Hi I'm having NAs in my txdb: some entries do not have transcript_id= atributes.
# load GTF
txdb <- makeTxDbFromGFF("BFgenomic.gff", format="gff3")
Import genomic features from the file as a GRanges object ... OK
Prepare the 'metadata' data frame ... OK
Make the TxDb object ... OK
Warning messages:
1: In .extract_transcripts_from_GRanges(tx_IDX, gr, mcols0$type, mcols0$ID, :
some transcripts have no "transcript_id" attribute ==> their name ("tx_name" column in
the TxDb object) was set to NA
2: In .extract_transcripts_from_GRanges(tx_IDX, gr, mcols0$type, mcols0$ID, :
the transcript names ("tx_name" column in the TxDb object) imported from the
"transcript_id" attribute are not unique
> tx <- transcripts(txdb, columns=c("gene_id", "tx_id", "tx_name"))
> tx
GRanges object with 33172 ranges and 3 metadata columns:
seqnames ranges strand | gene_id tx_id tx_name
<Rle> <IRanges> <Rle> | <CharacterList> <integer> <character>
[1] NC_029475.1 1-70 + | AZ255_gt01 1 <NA>
[2] NC_029475.1 71-1051 + | AZ255_gr02 2 <NA>
[3] NC_029475.1 1046-1115 + | AZ255_gt02 3 <NA>
[4] NC_029475.1 1116-2707 + | AZ255_gr01 4 <NA>
[5] NC_029475.1 2707-2781 + | AZ255_gt03 5 <NA>
... ... ... ... . ... ... ...
[33168] NW_021820213.1 56-1496 - | LOC110471444 33168 XM_021532114.1
[33169] NW_021820218.1 462-4045 + | LOC110480953 33169 XM_021549355.1
[33170] NW_021820218.1 3543-3612 + | LOC116184804 33170 XR_004149481.1
[33171] NW_021820218.1 5930-11773 - | LOC110480959 33171 XM_021549366.2
[33172] NW_021820219.1 5-35982 - | LOC110473356 33172 XM_021535836.1
-------
seqinfo: 449 sequences from an unspecified genome; no seqlengths
# Extract CDS sequences
cds_by_trnascript <- getSeq(dna, txdb.cds_by_transcript, use.names = TRUE)
# Get dna seq
dna <- readDNAStringSet("/users/mfariasv/data/mfariasv/newBF20/BFgenomic.fa")

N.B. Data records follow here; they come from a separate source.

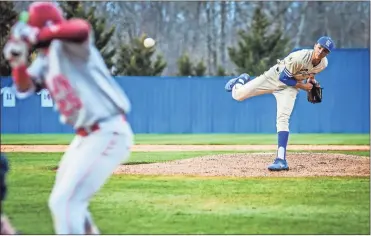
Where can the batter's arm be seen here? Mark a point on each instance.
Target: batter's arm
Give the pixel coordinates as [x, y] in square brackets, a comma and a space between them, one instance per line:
[28, 80]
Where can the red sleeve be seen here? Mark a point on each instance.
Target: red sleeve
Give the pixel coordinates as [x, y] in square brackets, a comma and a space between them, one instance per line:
[21, 78]
[74, 30]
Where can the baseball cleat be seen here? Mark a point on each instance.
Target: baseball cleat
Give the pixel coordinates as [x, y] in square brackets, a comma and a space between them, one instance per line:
[278, 165]
[242, 79]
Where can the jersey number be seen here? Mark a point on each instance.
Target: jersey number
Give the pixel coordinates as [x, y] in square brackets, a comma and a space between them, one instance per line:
[64, 95]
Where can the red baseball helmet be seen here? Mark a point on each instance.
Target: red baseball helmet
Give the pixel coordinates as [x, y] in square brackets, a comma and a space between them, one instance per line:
[42, 13]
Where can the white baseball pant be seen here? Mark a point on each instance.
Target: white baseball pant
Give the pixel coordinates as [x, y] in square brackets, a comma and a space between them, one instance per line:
[268, 83]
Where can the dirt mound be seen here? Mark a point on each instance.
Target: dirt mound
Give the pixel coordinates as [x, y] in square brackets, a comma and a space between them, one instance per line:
[255, 165]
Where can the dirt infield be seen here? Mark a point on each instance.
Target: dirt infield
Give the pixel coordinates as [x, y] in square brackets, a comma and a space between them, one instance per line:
[238, 164]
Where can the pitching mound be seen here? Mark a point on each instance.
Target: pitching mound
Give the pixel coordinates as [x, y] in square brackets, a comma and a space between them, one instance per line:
[255, 165]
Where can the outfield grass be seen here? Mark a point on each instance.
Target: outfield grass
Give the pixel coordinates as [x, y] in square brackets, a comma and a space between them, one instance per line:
[179, 139]
[190, 205]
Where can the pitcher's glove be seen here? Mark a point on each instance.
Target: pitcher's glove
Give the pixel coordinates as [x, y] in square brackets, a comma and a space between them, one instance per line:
[315, 94]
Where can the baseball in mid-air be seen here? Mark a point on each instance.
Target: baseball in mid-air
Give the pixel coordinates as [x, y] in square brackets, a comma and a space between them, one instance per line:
[149, 42]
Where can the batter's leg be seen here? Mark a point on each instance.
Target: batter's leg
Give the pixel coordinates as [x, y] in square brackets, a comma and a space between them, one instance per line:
[95, 159]
[285, 103]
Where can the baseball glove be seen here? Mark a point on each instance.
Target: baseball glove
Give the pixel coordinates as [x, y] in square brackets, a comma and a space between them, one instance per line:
[315, 94]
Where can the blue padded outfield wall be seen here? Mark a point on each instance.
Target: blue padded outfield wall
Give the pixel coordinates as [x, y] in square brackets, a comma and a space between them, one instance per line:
[200, 105]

# use lapply function and unlist function and diretcly convert into a DNAStringSet
LargeDNAStringSet <- DNAStringSet(lapply(cds_by_trnascript, function(x) {unlist(x)}))
# Write to fasta
writeXStringSet(LargeDNAStringSet, "my.fasta")
Error in .Call2("write_XStringSet_to_fasta", x, filexp_list, width, lkup, :
'names(x)' contains NAs
This won't work,
> tx <- transcripts(txdb, columns=c("gene_id", "tx_id", "tx_name"))
> tx
> tx2 <- tx[!is.na(tx$tx_name)]
> tx2
I need to preserve the txdb structure in order to pass it in
cds_by_trnascript <- getSeq(dna, txdb.cds_by_transcript)
is there a way to then retrieve it based on the modified tx?
or is there a way I can create transcript_id=gene_id for these names = <NA> entries or even just drop them in any step of this? Thank you
Perfect! Dropping them works for me. They are only a few... Sorry, I did use cdsBy(...use.names = TRUE). I guess just got lost when I was playing around trying to understand these objects. Thank you!